In [None]:
# Use if you run the notebook on Google colab
from google.colab import drive
drive.mount('/content/drive/', force_remount=True)

In [None]:
!pip install mglearn

# 4: Classification Metrics

## Imports

In [None]:
import os
import sys

sys.path.append("/content/drive/MyDrive/50603/code")
os.chdir('/content/drive/MyDrive/50603')

import IPython
import matplotlib.pyplot as plt
import mglearn
import numpy as np
import pandas as pd
from IPython.display import Image, HTML, display
from plotting_functions import *
from sklearn.dummy import DummyClassifier
from sklearn.linear_model import LogisticRegression
from sklearn.model_selection import cross_val_score, cross_validate, train_test_split
from sklearn.pipeline import Pipeline, make_pipeline
from sklearn.preprocessing import StandardScaler
from utils import *

%matplotlib inline
pd.set_option("display.max_colwidth", 200)

In [None]:
# Changing global matplotlib settings for confusion matrix.
plt.rcParams["xtick.labelsize"] = 18
plt.rcParams["ytick.labelsize"] = 18

## Learning outcomes

From this lecture, students are expected to be able to:

- Explain why accuracy is not always the best metric in ML.
- Explain components of a confusion matrix.
- Define precision, recall, and f1-score and use them to evaluate different classifiers.
- Interpret and use ROC curves and ROC AUC using `scikit-learn`.  

<br><br><br><br>

## Evaluation metrics for binary classification: Motivation

### Dataset for demonstration

- Let's classify fraudulent and non-fraudulent transactions using Kaggle's [Credit Card Fraud Detection](https://www.kaggle.com/mlg-ulb/creditcardfraud) data set.

In [None]:
cc_df = pd.read_csv("data/creditcard.csv", encoding="latin-1")
train_df, test_df = train_test_split(cc_df, test_size=0.3, random_state=111)
train_df.head()

In [None]:
train_df.shape

- Good size dataset
- For confidentially reasons, it only provides transformed features with PCA, which is a popular dimensionality reduction technique.

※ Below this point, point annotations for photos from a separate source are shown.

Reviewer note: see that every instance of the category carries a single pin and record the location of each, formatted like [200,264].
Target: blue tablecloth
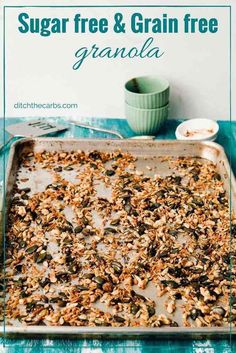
[227,138]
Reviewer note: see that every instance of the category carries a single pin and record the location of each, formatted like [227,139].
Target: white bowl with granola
[197,129]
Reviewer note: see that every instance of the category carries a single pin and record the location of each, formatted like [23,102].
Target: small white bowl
[198,130]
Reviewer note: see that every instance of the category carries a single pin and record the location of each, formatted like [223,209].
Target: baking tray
[148,152]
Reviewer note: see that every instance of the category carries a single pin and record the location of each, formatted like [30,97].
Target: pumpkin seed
[194,313]
[151,310]
[78,229]
[32,249]
[110,172]
[80,287]
[99,280]
[219,311]
[41,257]
[118,318]
[134,309]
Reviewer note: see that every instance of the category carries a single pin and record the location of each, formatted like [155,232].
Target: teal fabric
[227,138]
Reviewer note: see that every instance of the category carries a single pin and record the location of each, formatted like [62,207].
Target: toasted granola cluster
[105,244]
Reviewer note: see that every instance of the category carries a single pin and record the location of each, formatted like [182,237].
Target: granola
[105,244]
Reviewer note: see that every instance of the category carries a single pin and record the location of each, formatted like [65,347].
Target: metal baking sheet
[150,153]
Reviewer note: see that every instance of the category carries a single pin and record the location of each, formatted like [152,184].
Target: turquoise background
[227,130]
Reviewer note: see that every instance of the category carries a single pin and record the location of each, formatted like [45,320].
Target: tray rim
[130,332]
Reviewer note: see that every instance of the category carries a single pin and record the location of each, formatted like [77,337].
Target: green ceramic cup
[147,92]
[146,121]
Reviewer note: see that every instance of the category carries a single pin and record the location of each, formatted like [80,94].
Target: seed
[115,222]
[95,155]
[178,296]
[198,202]
[177,179]
[107,287]
[74,268]
[117,267]
[163,254]
[219,311]
[93,165]
[80,287]
[45,282]
[19,267]
[78,229]
[26,190]
[68,168]
[99,280]
[152,250]
[108,230]
[22,244]
[118,318]
[160,193]
[58,169]
[32,249]
[174,324]
[110,172]
[41,257]
[173,232]
[61,303]
[194,313]
[134,308]
[23,294]
[151,311]
[217,176]
[88,275]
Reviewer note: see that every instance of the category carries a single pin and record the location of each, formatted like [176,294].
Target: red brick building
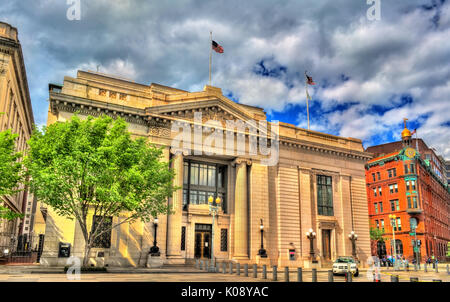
[407,179]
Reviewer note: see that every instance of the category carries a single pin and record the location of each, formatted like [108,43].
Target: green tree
[11,172]
[94,165]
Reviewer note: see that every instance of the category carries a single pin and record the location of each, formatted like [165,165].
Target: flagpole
[307,103]
[210,57]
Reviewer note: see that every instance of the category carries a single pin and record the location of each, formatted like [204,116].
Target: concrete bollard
[299,275]
[286,274]
[348,277]
[330,276]
[394,278]
[314,275]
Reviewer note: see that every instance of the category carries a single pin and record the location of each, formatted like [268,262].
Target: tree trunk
[87,249]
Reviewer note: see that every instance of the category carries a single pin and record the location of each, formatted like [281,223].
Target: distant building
[406,179]
[15,103]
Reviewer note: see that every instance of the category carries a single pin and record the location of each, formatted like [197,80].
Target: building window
[224,240]
[399,224]
[392,172]
[202,180]
[183,238]
[324,195]
[122,97]
[104,240]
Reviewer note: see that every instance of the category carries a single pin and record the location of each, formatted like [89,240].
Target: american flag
[217,47]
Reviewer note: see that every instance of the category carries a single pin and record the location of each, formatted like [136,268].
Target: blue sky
[369,74]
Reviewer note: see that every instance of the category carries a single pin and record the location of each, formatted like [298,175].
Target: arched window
[399,247]
[381,249]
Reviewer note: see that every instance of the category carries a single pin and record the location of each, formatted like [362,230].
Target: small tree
[94,165]
[10,171]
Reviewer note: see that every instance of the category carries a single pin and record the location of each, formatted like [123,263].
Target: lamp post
[262,252]
[353,237]
[311,235]
[393,218]
[213,210]
[154,250]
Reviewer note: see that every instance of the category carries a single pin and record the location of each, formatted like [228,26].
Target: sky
[369,74]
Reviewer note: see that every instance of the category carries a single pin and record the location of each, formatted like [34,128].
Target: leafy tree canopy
[95,164]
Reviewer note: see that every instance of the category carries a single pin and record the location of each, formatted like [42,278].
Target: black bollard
[314,275]
[299,275]
[330,276]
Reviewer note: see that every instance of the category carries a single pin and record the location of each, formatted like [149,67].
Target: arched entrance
[381,249]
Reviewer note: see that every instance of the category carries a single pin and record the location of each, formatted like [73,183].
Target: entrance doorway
[202,241]
[326,244]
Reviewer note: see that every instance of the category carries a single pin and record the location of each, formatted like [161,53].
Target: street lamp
[393,218]
[353,237]
[311,235]
[213,210]
[154,250]
[262,251]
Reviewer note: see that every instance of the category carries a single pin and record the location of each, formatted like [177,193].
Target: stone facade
[15,104]
[282,196]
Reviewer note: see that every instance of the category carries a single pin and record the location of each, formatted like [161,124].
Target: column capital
[239,161]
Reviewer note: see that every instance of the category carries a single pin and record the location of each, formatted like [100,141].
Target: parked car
[340,266]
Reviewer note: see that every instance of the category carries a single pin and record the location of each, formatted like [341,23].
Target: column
[176,203]
[241,211]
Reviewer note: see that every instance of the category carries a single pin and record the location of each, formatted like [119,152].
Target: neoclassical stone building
[16,114]
[317,182]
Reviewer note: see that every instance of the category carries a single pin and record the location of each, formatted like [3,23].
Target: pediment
[215,109]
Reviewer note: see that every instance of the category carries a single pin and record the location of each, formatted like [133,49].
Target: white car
[340,266]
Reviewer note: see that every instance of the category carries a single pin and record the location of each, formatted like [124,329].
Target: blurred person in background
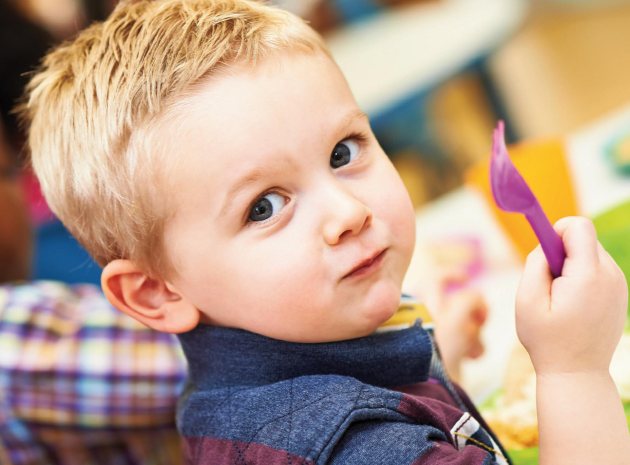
[80,383]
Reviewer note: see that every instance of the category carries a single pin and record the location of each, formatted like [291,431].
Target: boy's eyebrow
[260,173]
[251,178]
[355,115]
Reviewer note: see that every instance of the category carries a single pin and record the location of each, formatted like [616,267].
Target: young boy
[210,155]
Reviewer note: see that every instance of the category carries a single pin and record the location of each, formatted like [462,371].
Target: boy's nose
[346,216]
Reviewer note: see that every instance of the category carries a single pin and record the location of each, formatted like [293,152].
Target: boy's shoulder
[307,419]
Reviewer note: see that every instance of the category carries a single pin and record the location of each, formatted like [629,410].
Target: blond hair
[92,104]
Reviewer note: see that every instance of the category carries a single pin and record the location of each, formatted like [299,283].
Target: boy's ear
[151,301]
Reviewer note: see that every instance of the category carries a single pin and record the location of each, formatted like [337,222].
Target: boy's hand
[573,323]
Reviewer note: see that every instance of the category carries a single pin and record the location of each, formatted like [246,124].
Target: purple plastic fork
[512,194]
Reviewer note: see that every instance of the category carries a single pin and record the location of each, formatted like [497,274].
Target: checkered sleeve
[81,383]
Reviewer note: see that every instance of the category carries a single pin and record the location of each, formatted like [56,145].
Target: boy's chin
[381,304]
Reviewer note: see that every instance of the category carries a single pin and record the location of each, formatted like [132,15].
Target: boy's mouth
[367,266]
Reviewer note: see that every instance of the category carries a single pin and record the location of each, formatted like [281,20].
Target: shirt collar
[226,357]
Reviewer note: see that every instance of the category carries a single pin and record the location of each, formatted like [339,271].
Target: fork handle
[550,240]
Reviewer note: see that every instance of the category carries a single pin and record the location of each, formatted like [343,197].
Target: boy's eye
[266,206]
[343,153]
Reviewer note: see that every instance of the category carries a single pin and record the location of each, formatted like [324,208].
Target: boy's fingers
[536,276]
[580,240]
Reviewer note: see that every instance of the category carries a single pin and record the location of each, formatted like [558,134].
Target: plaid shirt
[83,384]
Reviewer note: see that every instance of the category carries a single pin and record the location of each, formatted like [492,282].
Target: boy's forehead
[283,90]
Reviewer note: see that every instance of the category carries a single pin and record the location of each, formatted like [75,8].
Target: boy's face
[290,220]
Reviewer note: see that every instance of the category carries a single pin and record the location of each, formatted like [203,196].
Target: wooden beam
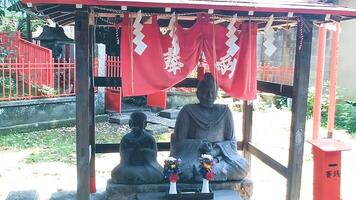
[275,88]
[268,160]
[299,107]
[82,103]
[162,146]
[107,81]
[188,82]
[247,128]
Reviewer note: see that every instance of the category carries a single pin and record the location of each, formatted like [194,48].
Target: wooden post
[92,107]
[319,81]
[28,24]
[247,128]
[82,102]
[299,108]
[333,75]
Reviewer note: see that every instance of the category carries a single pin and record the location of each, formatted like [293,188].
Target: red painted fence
[113,95]
[24,50]
[281,75]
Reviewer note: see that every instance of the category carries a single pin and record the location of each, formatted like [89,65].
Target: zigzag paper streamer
[138,35]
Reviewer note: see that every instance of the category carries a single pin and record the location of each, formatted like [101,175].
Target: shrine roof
[64,9]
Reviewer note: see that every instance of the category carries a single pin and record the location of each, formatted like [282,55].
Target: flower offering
[171,169]
[206,165]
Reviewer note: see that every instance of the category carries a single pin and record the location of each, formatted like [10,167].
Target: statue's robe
[138,163]
[196,123]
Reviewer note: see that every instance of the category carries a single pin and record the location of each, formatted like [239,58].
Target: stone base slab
[129,192]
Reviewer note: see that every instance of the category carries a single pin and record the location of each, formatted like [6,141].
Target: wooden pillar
[333,75]
[92,107]
[247,128]
[299,108]
[319,72]
[82,103]
[28,24]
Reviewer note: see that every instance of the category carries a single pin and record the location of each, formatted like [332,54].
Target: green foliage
[280,102]
[35,23]
[10,85]
[50,145]
[345,114]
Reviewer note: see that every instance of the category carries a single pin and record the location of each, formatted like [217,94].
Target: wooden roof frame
[84,37]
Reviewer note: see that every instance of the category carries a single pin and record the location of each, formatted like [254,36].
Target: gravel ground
[270,133]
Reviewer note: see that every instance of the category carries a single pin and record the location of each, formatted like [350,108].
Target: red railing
[29,80]
[281,75]
[23,49]
[113,95]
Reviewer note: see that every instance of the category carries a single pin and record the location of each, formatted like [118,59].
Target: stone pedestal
[129,192]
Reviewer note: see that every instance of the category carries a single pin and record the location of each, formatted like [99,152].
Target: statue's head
[207,90]
[137,122]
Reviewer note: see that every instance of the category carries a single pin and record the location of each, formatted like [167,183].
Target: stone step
[23,195]
[169,113]
[132,192]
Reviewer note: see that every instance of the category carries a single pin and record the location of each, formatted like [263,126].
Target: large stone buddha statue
[207,128]
[138,151]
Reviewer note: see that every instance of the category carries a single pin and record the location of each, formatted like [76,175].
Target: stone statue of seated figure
[138,151]
[207,128]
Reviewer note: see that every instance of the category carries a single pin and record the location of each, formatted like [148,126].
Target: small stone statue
[138,151]
[207,128]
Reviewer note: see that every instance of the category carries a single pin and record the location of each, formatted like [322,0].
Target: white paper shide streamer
[138,35]
[269,34]
[171,57]
[228,62]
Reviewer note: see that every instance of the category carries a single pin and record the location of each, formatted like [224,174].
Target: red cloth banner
[234,64]
[152,62]
[145,55]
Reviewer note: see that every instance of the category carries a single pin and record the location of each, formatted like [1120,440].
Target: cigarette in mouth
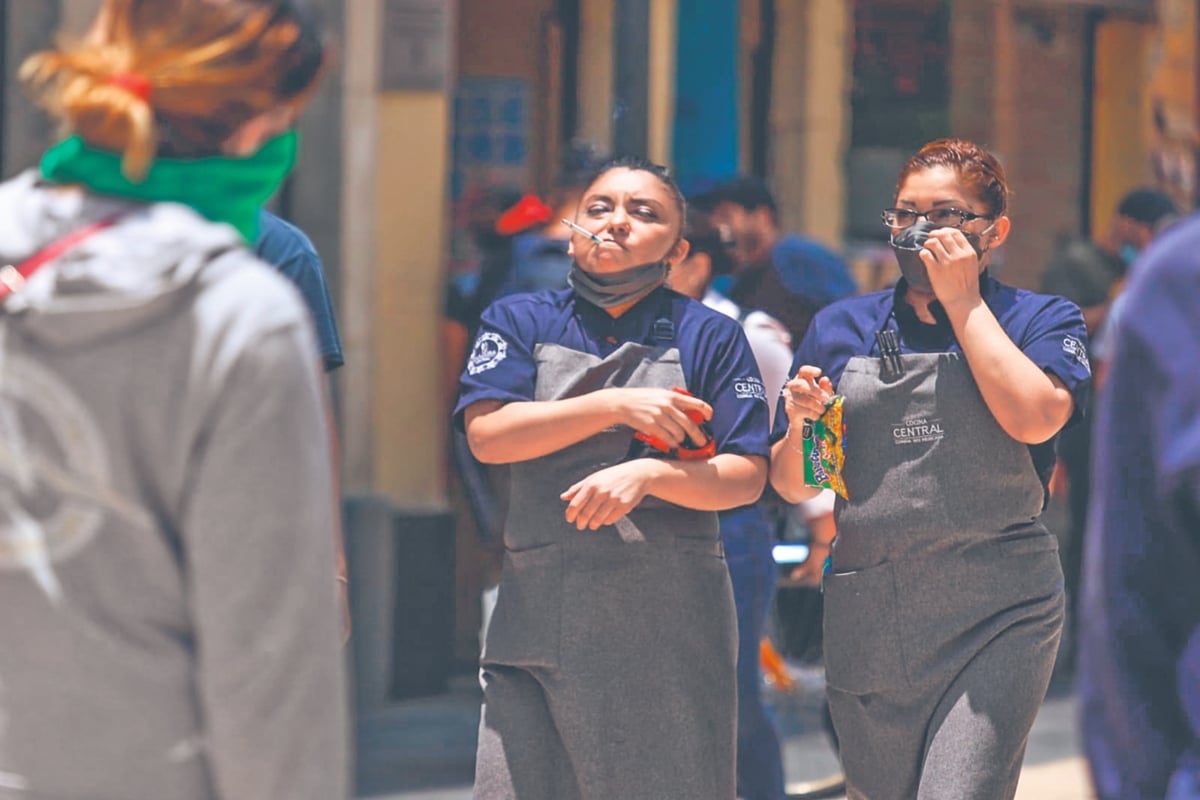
[581,229]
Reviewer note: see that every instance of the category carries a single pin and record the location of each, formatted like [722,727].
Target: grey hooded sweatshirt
[168,626]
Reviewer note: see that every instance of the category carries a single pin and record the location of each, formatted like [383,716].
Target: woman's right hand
[805,395]
[660,413]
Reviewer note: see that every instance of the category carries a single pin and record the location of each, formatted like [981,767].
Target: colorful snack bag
[825,449]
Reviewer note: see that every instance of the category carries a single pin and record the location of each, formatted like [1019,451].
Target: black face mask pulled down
[613,289]
[907,245]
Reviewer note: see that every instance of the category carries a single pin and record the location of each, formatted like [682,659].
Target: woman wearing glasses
[943,599]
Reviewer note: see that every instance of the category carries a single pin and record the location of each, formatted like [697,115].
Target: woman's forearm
[724,481]
[1030,404]
[787,471]
[504,433]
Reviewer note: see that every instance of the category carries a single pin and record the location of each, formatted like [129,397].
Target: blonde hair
[205,66]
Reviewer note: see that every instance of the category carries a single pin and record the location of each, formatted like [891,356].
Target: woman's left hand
[606,495]
[953,266]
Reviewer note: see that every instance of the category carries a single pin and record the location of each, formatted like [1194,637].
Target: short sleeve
[1056,341]
[289,251]
[772,347]
[726,376]
[501,366]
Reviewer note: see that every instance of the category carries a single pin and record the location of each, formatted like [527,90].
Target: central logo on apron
[917,431]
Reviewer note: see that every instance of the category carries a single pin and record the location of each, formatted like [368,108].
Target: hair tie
[133,83]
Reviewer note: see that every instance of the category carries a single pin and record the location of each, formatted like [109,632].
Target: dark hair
[1147,206]
[979,172]
[747,191]
[705,239]
[640,164]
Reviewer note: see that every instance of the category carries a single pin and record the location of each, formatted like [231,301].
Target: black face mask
[907,245]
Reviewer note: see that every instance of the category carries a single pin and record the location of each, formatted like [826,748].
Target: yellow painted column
[810,116]
[661,80]
[396,162]
[827,120]
[595,72]
[1121,116]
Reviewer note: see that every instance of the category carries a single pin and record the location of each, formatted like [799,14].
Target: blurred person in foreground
[1091,275]
[166,493]
[288,250]
[789,276]
[1140,612]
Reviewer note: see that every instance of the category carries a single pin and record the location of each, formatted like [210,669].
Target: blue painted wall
[705,139]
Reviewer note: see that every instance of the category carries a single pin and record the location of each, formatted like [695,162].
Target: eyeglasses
[947,217]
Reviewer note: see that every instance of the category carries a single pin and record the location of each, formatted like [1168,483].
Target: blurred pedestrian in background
[943,597]
[609,667]
[745,531]
[168,590]
[1092,274]
[1140,613]
[539,256]
[787,276]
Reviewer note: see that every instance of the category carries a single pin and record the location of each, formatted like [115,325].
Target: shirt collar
[939,334]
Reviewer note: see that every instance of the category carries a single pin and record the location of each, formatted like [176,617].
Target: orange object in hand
[706,450]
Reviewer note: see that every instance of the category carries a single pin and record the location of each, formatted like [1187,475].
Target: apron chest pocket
[526,625]
[863,645]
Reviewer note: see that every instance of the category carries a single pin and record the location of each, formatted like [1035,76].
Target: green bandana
[219,188]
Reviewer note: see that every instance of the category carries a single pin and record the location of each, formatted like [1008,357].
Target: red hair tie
[133,83]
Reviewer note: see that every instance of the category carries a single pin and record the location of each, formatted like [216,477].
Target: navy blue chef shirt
[717,361]
[1140,612]
[1047,329]
[289,251]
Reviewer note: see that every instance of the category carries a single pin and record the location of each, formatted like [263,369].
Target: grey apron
[609,668]
[945,606]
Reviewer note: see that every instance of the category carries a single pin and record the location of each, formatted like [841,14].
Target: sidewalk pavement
[424,750]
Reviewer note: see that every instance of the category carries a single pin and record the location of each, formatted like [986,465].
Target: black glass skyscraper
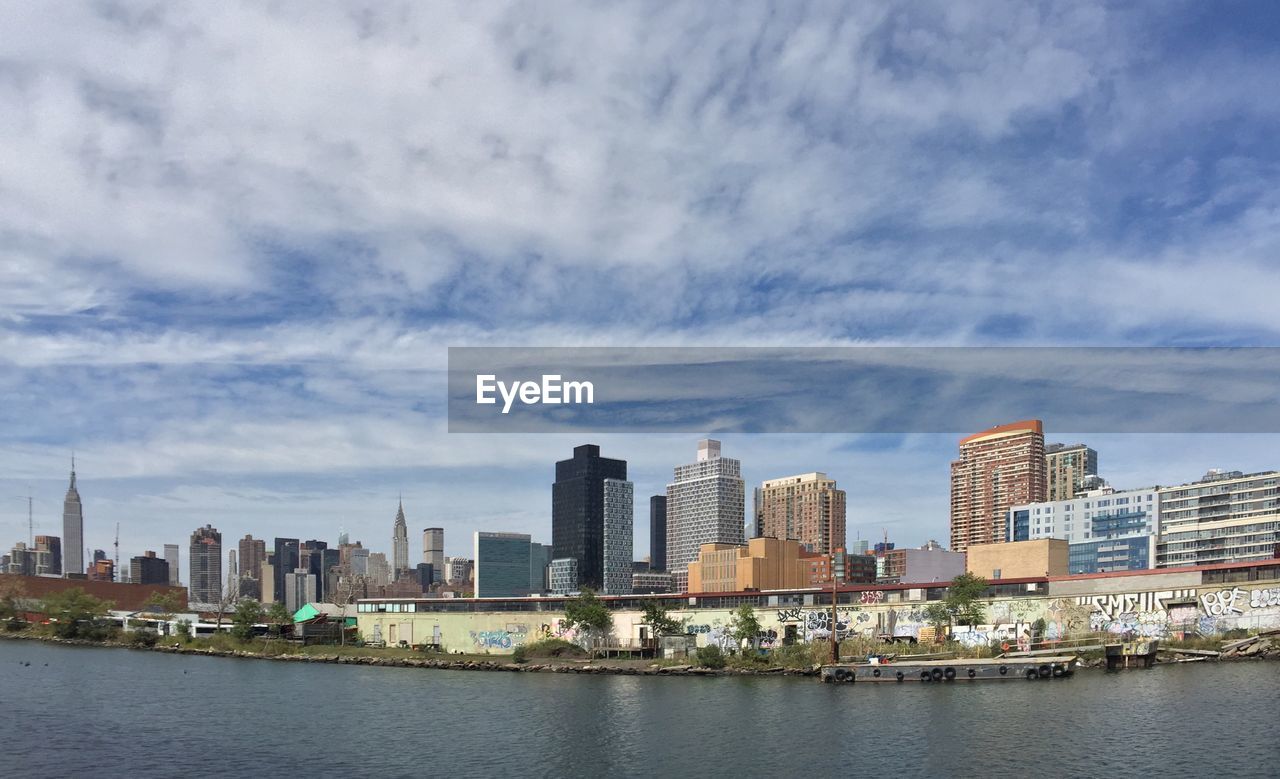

### Exploratory Data Analysis (EDA)

In [None]:
train_df.info()

In [None]:
train_df.describe()

In [None]:
# no missing data as all columns have same count:
train_df.describe().loc["count"].unique()

- We do not have categorical features. All features are numeric.
- We have to be careful about the `Time` and `Amount` features.
- We could scale `Amount`.
- Do we want to scale time?
    - In this lecture we'll do it's probably not the best thing to do.
    - We'll learn about time series briefly later in the course.

Let's separate `X` and `y` for train and test splits.

In [None]:
X_train_big, y_train_big = train_df.drop(columns=["Class"]), train_df["Class"]
X_test, y_test = test_df.drop(columns=["Class"]), test_df["Class"]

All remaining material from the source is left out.